Databases 12 min read

8 MySQL Performance Tricks to Slash Query Time from Seconds to Milliseconds

This article examines common MySQL performance pitfalls such as inefficient LIMIT offsets, implicit type conversions, suboptimal UPDATE/DELETE joins, mixed sorting, misuse of EXISTS, and limited condition pushdown, then demonstrates concrete rewrites—including range reduction and WITH clauses—that reduce execution times from seconds to milliseconds.

Code Ape Tech Column
Code Ape Tech Column
Code Ape Tech Column
8 MySQL Performance Tricks to Slash Query Time from Seconds to Milliseconds

1. LIMIT Clause Optimization

Pagination using LIMIT offset, count forces MySQL to scan rows from the beginning up to offset. When offset is large (e.g., LIMIT 1000000,10), the query becomes slow even though only a few rows are returned because the engine cannot jump directly to the required position.

A common remedy is to use the maximum key value from the previous page as a filter instead of an offset. For example, if the primary key is id:

SELECT * FROM t
WHERE id > :last_id
ORDER BY id ASC
LIMIT 10;

This eliminates the offset scan; the execution time stays roughly constant regardless of table size.

2. Implicit Type Conversion

When a column’s data type does not match the type of a literal or parameter, MySQL performs an implicit conversion.
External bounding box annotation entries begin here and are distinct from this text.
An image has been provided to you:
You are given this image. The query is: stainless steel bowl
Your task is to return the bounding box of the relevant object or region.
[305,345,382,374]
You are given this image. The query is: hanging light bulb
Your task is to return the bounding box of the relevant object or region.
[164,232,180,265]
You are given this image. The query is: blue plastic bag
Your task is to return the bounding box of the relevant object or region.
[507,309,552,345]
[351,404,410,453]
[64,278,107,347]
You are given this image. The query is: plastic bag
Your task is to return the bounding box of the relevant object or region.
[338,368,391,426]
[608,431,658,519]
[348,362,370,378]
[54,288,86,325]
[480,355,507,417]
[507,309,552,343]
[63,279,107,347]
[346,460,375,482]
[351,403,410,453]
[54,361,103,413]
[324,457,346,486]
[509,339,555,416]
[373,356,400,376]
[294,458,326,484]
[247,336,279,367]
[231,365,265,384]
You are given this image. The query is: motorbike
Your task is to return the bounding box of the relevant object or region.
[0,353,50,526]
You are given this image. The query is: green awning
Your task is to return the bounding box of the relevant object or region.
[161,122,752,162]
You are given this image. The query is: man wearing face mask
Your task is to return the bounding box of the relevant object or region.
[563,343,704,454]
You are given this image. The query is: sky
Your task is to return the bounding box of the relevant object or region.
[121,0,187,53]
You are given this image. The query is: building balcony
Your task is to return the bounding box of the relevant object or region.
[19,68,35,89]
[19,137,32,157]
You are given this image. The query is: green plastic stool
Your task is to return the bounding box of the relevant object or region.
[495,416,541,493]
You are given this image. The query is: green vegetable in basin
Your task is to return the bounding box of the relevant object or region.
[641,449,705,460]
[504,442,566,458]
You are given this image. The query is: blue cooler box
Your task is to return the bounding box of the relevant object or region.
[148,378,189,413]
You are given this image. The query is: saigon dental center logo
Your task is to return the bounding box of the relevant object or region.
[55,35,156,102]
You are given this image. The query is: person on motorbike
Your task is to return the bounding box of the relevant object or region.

For a VARCHAR(20) column bpn compared with a numeric literal, MySQL converts the string to a number before comparison, causing the index on bpn to be ignored.

SELECT * FROM orders
WHERE bpn = 12345;  -- bpn is VARCHAR, 12345 is numeric

To preserve index usage, ensure the literal matches the column type (e.g., quote the value) or cast explicitly.

3. Update/Delete with JOIN

MySQL 5.6 introduced materialized subquery (derived table) optimization for SELECTs, but UPDATE/DELETE statements still execute dependent subqueries, which can be extremely slow.

Original UPDATE pattern (dependent subquery):

UPDATE t1
SET col = (SELECT val FROM t2 WHERE t2.id = t1.ref_id);

Execution plan shows DEPENDENT SUBQUERY and may take seconds.

Rewrite using JOIN so the optimizer can treat it as a derived table:

UPDATE t1
JOIN t2 ON t2.id = t1.ref_id
SET t1.col = t2.val;

After rewriting, the plan changes to DERIVED and execution time drops from seconds to milliseconds.

4. Mixed Sorting

MySQL cannot use an index when the ORDER BY clause mixes indexed and non‑indexed columns. In a query that orders by create_time DESC, is_reply (where is_reply is a tinyint with only 0/1 values), the optimizer falls back to a full table scan.

Original query:

SELECT * FROM comments
WHERE post_id = :pid
ORDER BY create_time DESC, is_reply;

Execution plan shows a full scan and takes >1 s on large tables.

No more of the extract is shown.